Es scheint was dran zu sein an der Kraft des Mannes in Verbindung mit seiner Haarpracht. Und so ist es kein Wunder, dass alle Männer tief betroffen reagieren, wenn sich erste Anzeichen von Haarausfall einstellen. Ist die Kopfhaut endgültig kahl, reagiert mancher Glatzenträger zunächst aggressiv, später aber wird er nachsichtig gegenüber den Spöttern.

So wie einer meiner frisch "verkahlten" Freunde mir vor Jahren eine sarkastische Bemerkung über mein ergrauendes Haar an den Kopf warf. "Na und? Besser grau als Glatze", gab ich gereizt zurück. Inzwischen ist mein Kopfschmuck - vielleicht zur Strafe für die freche Antwort - weiß geworden und neulich meinte mein Freund - ich spürte, er wollte mir was heimzahlen: "Deine Haarfarbe ähnelt dem friedhofsblond vorgerückter Jahrgänge."

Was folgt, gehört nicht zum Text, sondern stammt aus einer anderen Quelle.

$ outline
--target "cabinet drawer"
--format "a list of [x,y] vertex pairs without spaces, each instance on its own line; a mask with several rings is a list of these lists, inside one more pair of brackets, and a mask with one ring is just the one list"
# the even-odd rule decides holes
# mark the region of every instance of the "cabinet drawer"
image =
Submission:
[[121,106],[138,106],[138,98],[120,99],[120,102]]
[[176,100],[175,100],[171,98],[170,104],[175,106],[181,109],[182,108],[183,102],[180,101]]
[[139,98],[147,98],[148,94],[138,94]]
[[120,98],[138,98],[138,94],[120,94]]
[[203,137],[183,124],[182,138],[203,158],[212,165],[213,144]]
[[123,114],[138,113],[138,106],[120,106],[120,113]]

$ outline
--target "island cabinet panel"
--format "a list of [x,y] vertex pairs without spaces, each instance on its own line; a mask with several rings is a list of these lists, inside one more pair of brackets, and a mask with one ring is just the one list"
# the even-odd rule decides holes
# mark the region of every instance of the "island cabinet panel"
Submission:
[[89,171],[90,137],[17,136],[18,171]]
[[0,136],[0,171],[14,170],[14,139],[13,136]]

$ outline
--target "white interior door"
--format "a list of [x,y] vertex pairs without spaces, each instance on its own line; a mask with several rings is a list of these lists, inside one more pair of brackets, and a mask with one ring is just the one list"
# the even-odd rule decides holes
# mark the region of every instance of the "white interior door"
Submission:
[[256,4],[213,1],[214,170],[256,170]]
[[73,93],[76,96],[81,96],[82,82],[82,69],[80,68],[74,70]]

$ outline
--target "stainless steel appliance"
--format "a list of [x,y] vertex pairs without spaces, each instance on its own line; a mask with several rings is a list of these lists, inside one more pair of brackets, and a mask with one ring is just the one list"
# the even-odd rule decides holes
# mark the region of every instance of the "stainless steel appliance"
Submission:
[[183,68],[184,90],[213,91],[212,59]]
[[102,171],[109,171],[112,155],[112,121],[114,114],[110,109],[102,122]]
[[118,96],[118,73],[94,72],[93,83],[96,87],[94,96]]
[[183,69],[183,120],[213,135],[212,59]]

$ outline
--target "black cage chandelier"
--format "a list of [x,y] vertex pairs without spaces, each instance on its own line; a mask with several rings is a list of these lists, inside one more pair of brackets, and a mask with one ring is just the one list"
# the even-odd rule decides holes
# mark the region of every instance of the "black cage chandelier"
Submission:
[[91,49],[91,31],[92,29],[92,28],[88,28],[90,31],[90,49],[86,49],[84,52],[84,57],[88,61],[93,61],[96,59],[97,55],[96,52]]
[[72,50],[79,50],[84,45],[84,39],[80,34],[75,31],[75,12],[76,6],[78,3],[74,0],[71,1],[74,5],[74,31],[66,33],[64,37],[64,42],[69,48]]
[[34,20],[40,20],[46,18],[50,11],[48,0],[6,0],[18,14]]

Doch darüber wollte ich gar nicht berichten sondern davon, wie kahle Tatsachen überhaupt zustande kommen. Aristoteles meinte, der Geschlechtsverkehr sei Ursache des Haarausfalles. Das aber widerspricht meinen Beobachtungen, denn gerade junge, aktive Familienväter sind am wenigsten von einer Glatze betroffen. Manche Priester meinen, ein Finger Gottes habe sie am Kopf berührt und dadurch eine kahle Stelle geschaffen. Damit kann ich mich nicht anfreunden. Einige Psychologen aber meinen, Haarausfall käme vom Lachen. Lachmuskeln würden die Blutzirkulation nach oben unterbinden und damit die Versorgung von Haar- und Hirnzellen mit lebenswichtigen Nährstoffen unterbrechen und zum Absterben bringen. Hirn und Haar? Hängt das auch zusammen? Sind "Lacher" dümmer sind als jene, die mit versteinerten Gesichtern durch die Gegend laufen oder diejenigen, die ganz ohne Lachmuskeln geboren wurden? Ich zweifele und fragte später meine Nachbarin. Sie meinte: "Alles Quatsch. Haarausfall kommt von zu engen Hüten!"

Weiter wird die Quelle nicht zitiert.